Шел 1774 год. Давние нелады между колониями и Англией сменились открытой враждой. Вот-вот должна была вспыхнуть война. Американцы неустанно готовились к ней. Почти во всех городах Новой Англии формировались отряды добровольцев, которых называли «минитменами» — «мгновенными», потому что они обязывались выступить в поход по первому зову, не теряя ни мгновения. Израиль, последние полтора года работавший на ферме в Виндзоре, записался в отряд полковника Джона Паттерсона из Леннокса — впоследствии генерала Паттерсона.
Девятнадцатого апреля 1775 года произошла битва при Лексингтоне;[21] известие о ней достигло графства Беркшир двадцатого около полудня.
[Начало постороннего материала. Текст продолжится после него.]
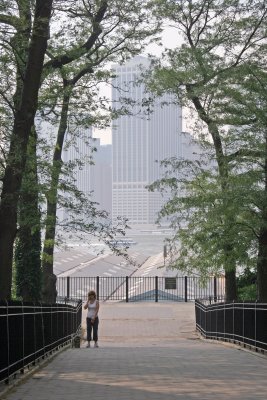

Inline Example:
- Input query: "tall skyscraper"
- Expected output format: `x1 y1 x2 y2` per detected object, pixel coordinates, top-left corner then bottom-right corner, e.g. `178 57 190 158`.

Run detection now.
63 130 112 219
112 56 182 225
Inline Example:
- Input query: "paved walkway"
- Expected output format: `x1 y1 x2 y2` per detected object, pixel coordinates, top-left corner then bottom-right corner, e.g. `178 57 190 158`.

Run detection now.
0 303 267 400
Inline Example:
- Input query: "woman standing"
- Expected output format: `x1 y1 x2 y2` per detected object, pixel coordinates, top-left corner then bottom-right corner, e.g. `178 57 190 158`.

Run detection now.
84 290 99 348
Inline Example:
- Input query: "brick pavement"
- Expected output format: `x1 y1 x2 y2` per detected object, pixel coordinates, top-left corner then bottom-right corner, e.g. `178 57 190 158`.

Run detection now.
4 303 267 400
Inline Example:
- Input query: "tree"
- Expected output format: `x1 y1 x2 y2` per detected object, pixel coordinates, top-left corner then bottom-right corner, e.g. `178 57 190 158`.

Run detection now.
0 0 159 300
150 0 266 300
0 0 53 299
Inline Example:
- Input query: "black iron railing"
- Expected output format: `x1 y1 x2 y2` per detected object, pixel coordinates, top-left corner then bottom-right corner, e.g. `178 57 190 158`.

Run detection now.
57 276 225 302
195 300 267 351
0 300 82 382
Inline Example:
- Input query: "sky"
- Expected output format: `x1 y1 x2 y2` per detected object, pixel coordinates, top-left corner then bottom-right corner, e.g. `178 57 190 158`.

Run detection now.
93 27 181 145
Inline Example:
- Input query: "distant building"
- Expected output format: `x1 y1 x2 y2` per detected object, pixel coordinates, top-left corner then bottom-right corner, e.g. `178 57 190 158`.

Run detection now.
63 131 112 214
112 56 182 225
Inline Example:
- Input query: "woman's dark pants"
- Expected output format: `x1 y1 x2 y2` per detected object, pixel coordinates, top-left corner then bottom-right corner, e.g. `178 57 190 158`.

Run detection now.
86 317 99 342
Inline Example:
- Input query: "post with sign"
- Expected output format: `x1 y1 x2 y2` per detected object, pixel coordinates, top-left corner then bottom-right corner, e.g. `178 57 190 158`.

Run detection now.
163 244 167 267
На заре следующего дня Израиль надел ранец, вскинул на плечо мушкет и явился в свой отряд, который вскоре уже направлялся форсированным маршем к Бостону.
Как и Путнем,[22] Израиль услышал тревожную весть, когда шел за плугом. Однако, хотя ему не меньше Путнема хотелось тут же устремиться в бой, он прикинул, что неконченой осталась только одна полоска, стегнул быков и допахал клин. Он не мог последовать призыву нового долга, пока прежний оставался невыполненным, и, перед тем как задать таску англичанам, практики ради начал со своих быков. И с мирного поля земледельца он поспешил на поле брани, где струилась кровь, а не пот. Мы прославляем шелка и бархат, но вспомним, скольким мы обязаны грубому сукну!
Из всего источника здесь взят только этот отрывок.